创新点：同时利用CNN的捕获局部特征的优点和Transformer捕获长距离特征的优点。

上图中的(c)表示整个网络结构的并发构型。
(b)表示，两个分支的初始特征是相同的，沿着两个分支以交互的方式逐步融合特征。最后，CNN分支合并输入给一个分类器，Transformer分支给另一个分类器。

CNN分支采用特征金字塔（深度增加-分辨率降低-通道增加）
Transformer块把不重叠的图像块投影到向量空间（导致局部特征消失）图像块大小为14*14
因为CNN已经包含了局部特征信息和位置信息，所以Transformer不再需要位置编码。

特征耦合单元

CNN的特征维度是CHW
Transformer的特征维度为(K+1)*E其中K是图像块的数量，1是分类token，E是embedding的维度。

• 要让CNN传到Transformer，首先要通过1*1卷积把channel变成E。
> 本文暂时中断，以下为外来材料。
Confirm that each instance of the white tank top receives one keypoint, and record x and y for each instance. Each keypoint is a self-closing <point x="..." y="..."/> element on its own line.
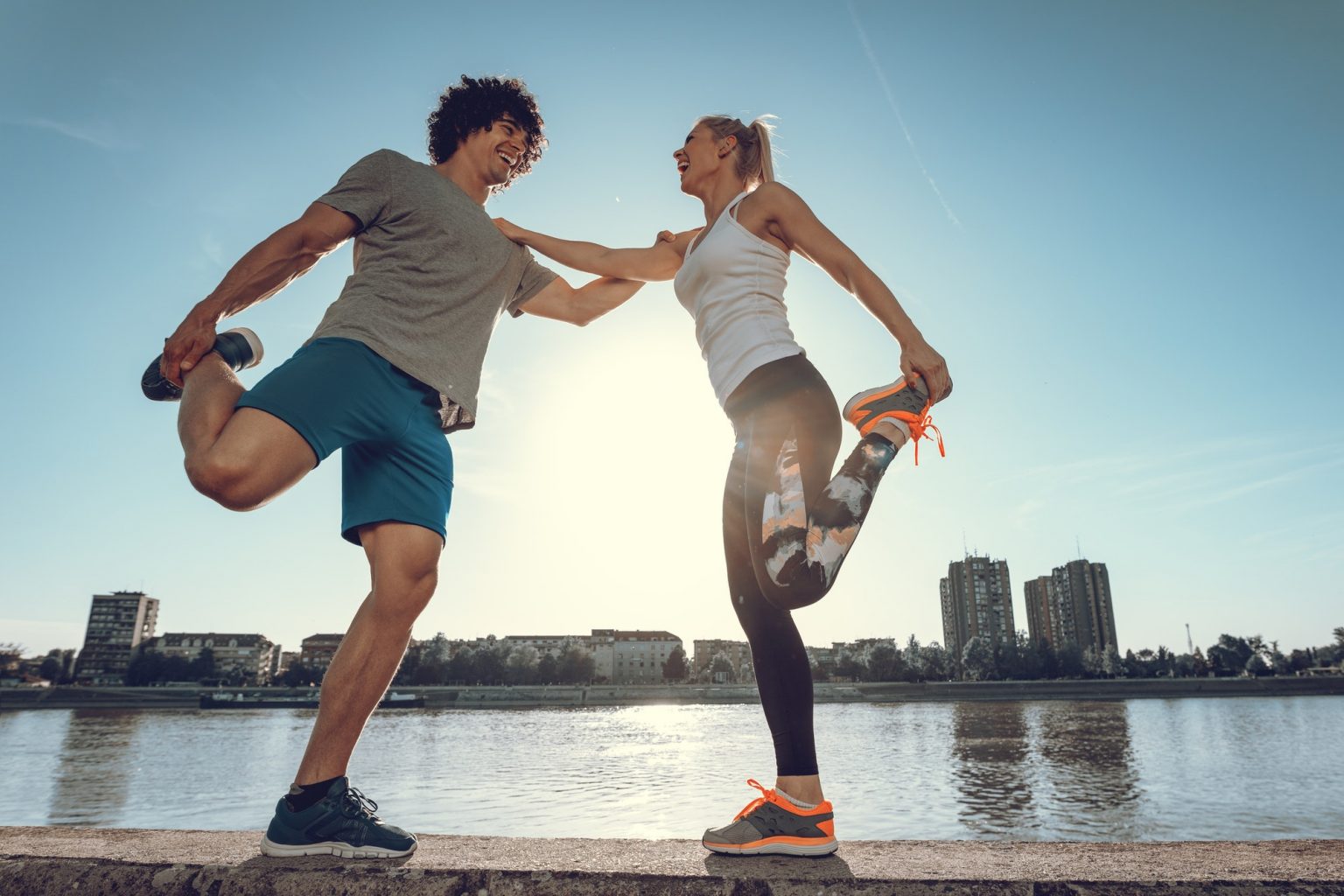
<point x="732" y="284"/>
然后如上图(a)利用平均池化和reshape变成Transformer的特征维度，与Transformer的特征相加。
• 从Transformer到CNN则采用类似的操作，如图(b)。

这一过程重复执行了N次，如图(c)

这一结构可以抽象为CNN和Transformer的残差结构（或者说集成学习），既能看作是CNN连接也能看作是Transformer的连接。

代码解析

ConvTransformer层

    def forward(self, x, x_t):
        x, x2 = self.cnn_block(x)

        _, _, H, W = x2.shape

        # CNN的特征转换成Transformer的shape
        x_st = self.squeeze_block(x2, x_t)
        # 原本的transformer特征加上CNN转的特征
        x_t = self.trans_block(x_st + x_t)
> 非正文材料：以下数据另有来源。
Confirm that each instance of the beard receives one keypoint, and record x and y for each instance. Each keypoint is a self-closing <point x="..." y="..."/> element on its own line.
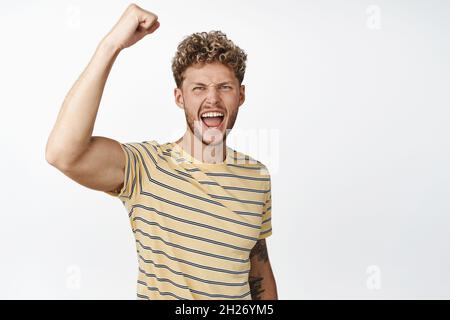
<point x="210" y="136"/>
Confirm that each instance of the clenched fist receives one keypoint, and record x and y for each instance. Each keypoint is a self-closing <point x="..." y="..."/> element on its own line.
<point x="134" y="24"/>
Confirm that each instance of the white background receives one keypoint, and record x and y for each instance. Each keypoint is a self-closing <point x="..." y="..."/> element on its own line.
<point x="356" y="94"/>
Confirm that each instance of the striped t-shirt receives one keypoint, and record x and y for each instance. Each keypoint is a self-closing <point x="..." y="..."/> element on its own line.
<point x="194" y="223"/>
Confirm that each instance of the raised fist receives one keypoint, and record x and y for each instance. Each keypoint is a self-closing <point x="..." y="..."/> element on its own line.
<point x="134" y="24"/>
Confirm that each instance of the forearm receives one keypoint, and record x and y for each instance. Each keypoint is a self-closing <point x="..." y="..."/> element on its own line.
<point x="73" y="129"/>
<point x="263" y="285"/>
<point x="261" y="279"/>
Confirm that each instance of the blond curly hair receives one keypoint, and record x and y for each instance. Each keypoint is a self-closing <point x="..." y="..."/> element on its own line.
<point x="207" y="47"/>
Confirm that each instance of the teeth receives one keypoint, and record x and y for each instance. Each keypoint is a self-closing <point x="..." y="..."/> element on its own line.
<point x="212" y="114"/>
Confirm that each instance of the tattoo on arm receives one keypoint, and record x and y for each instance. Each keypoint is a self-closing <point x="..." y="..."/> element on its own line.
<point x="260" y="251"/>
<point x="256" y="282"/>
<point x="255" y="287"/>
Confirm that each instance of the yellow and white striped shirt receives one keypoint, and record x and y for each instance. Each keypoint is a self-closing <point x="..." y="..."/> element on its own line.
<point x="194" y="223"/>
        if self.num_med_block > 0:
            for m in self.med_block:
                x = m(x)

        # transformer特征转为CNN特征，并且与原来的融合
        x_t_r = self.expand_block(x_t, H // self.dw_stride, W // self.dw_stride)
        x = self.fusion_block(x, x_t_r, return_x_2=False)

        return x, x_t

总体Conformer结构

class Conformer(nn.Module):

    def __init__(self, patch_size=16, in_chans=3, num_classes=1000, base_channel=64, channel_ratio=4, num_med_block=0,
                 embed_dim=768, depth=12, num_heads=12, mlp_ratio=4., qkv_bias=False, qk_scale=None,
                 drop_rate=0., attn_drop_rate=0., drop_path_rate=0.):

        # Transformer
        super().__init__()
        self.num_classes = num_classes  #分类的数量
        self.num_features = self.embed_dim = embed_dim  # num_features for consistency with other models
        assert depth % 3 == 0

        self.cls_token = nn.Parameter(torch.zeros(1, 1, embed_dim))    # class token初始化为1*1*embed_dim的维度，用于最后的分类
        self.trans_dpr = [x.item() for x in torch.linspace(0, drop_path_rate, depth)]  # stochastic depth decay rule

        # Classifier head
        self.trans_norm = nn.LayerNorm(embed_dim)
        self.trans_cls_head = nn.Linear(embed_dim, num_classes) if num_classes > 0 else nn.Identity()
        self.pooling = nn.AdaptiveAvgPool2d(1)
        self.conv_cls_head = nn.Linear(int(256 * channel_ratio), num_classes)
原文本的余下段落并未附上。